PORT ANGELES – A cougar found itself up a tree over the weekend.
The full-grown female cougar was spotted outside of Eric and Gerri Olson’s house in Port Angeles.
“She was treed in the morning about maybe 6 a.m. by my two dogs,” Gerri said from her Emery Lane house on Monday.
She and her family – which includes Tyler, 14, and David, 17 – watched the cougar as it sat in the tree for about three or four hours before it gingerly climbed down and retreated to the forest nearby their home.
No one was hurt or even confronted by the cougar, who seemed to Gerri to be elderly.
The cougar was about 75 feet up the tree.
“She looked like she was crying, stuck up there,” Gerri said.
“She kept looking down, like she really wanted to get down.
“There was moisture on her nose, so it even looked like tears.”
Seeing wildlife isn’t unusual, said both Gerri and Eric.
They routinely see coyotes and other animals because their property is near Department of Natural Resource land.
The wild animals are just part of living near wilderness, Gerri said.
“We deal with wild animals every day,” she said.
“There is never a dull moment out here.”
But, “that was the first cat,” Eric said. “That was kind of cool.”
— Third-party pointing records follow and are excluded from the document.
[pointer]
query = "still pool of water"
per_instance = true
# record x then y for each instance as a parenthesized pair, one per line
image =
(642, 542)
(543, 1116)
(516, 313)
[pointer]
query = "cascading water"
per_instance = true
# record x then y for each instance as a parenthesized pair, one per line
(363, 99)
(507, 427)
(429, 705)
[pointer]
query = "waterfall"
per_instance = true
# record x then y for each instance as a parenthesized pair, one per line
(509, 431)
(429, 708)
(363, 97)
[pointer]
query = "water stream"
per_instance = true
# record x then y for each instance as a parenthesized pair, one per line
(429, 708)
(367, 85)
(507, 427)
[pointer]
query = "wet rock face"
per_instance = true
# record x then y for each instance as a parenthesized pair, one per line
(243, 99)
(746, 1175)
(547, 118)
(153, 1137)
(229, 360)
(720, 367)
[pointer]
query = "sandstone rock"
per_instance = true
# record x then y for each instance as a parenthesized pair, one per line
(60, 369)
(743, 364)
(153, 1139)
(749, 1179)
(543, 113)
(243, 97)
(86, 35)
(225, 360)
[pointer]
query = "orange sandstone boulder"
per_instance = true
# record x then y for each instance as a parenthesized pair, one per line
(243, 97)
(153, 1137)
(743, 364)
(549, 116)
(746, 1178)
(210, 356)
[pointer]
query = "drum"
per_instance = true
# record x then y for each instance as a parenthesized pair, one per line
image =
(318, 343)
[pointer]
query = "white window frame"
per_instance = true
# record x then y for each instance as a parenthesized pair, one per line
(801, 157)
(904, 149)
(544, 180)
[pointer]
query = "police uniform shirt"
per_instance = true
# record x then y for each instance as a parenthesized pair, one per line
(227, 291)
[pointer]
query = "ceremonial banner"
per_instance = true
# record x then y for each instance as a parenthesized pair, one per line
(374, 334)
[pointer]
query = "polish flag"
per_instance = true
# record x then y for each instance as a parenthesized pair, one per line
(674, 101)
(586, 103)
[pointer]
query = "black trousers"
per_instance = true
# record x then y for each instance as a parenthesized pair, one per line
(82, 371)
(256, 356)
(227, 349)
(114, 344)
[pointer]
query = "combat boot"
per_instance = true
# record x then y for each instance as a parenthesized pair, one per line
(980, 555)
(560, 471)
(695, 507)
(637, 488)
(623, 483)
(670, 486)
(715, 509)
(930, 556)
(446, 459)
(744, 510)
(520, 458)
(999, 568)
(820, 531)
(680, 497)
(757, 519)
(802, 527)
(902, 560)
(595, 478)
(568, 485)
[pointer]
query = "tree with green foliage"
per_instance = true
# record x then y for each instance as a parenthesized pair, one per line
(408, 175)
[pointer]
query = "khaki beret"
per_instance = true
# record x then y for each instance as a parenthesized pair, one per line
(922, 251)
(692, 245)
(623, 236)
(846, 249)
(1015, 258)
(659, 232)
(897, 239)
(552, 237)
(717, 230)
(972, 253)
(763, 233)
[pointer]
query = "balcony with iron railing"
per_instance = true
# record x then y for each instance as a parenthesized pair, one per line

He tried to call the state Department of Fish and Wildlife and other agencies but could reach no one, he said, and since there was no emergency, he didn’t call 9-1-1.
“It would have been real easy to call someone if it’d been chasing my kid around,” he said.
Gerri said she wasn’t worried about the cougar.
“I was glad the dogs weren’t hurt or anything, but I worry more about the coyotes who try and lure the dogs out than the cougars.”
Her two dogs – she declined to give their names – were in the backyard when the cougar strolled in and the family figures they chased the wild animal up an old growth fir tree.
“I don’t think she’ll be coming back here again,” Gerri said.
Her nephew Nick Alder, who lives next door, snapped a few pictures.
“My cousin and his dad contacted me around 9 a.m. to come see something amazing,” Alder wrote in an e-mail to the Peninsula Daily News.
The cougar stayed in the tree until after the dogs were escorted away.
“They were really obedient,” Gerri said.
“I was really proud of them.”
On the other hand, her cat, Plays-A-Lot, had other ideas.
The black and white cat strolled toward the tree to confront the cougar, who was on her property.
The family quickly scooped it up.
“She was just going right toward that cougar,” Gerri said.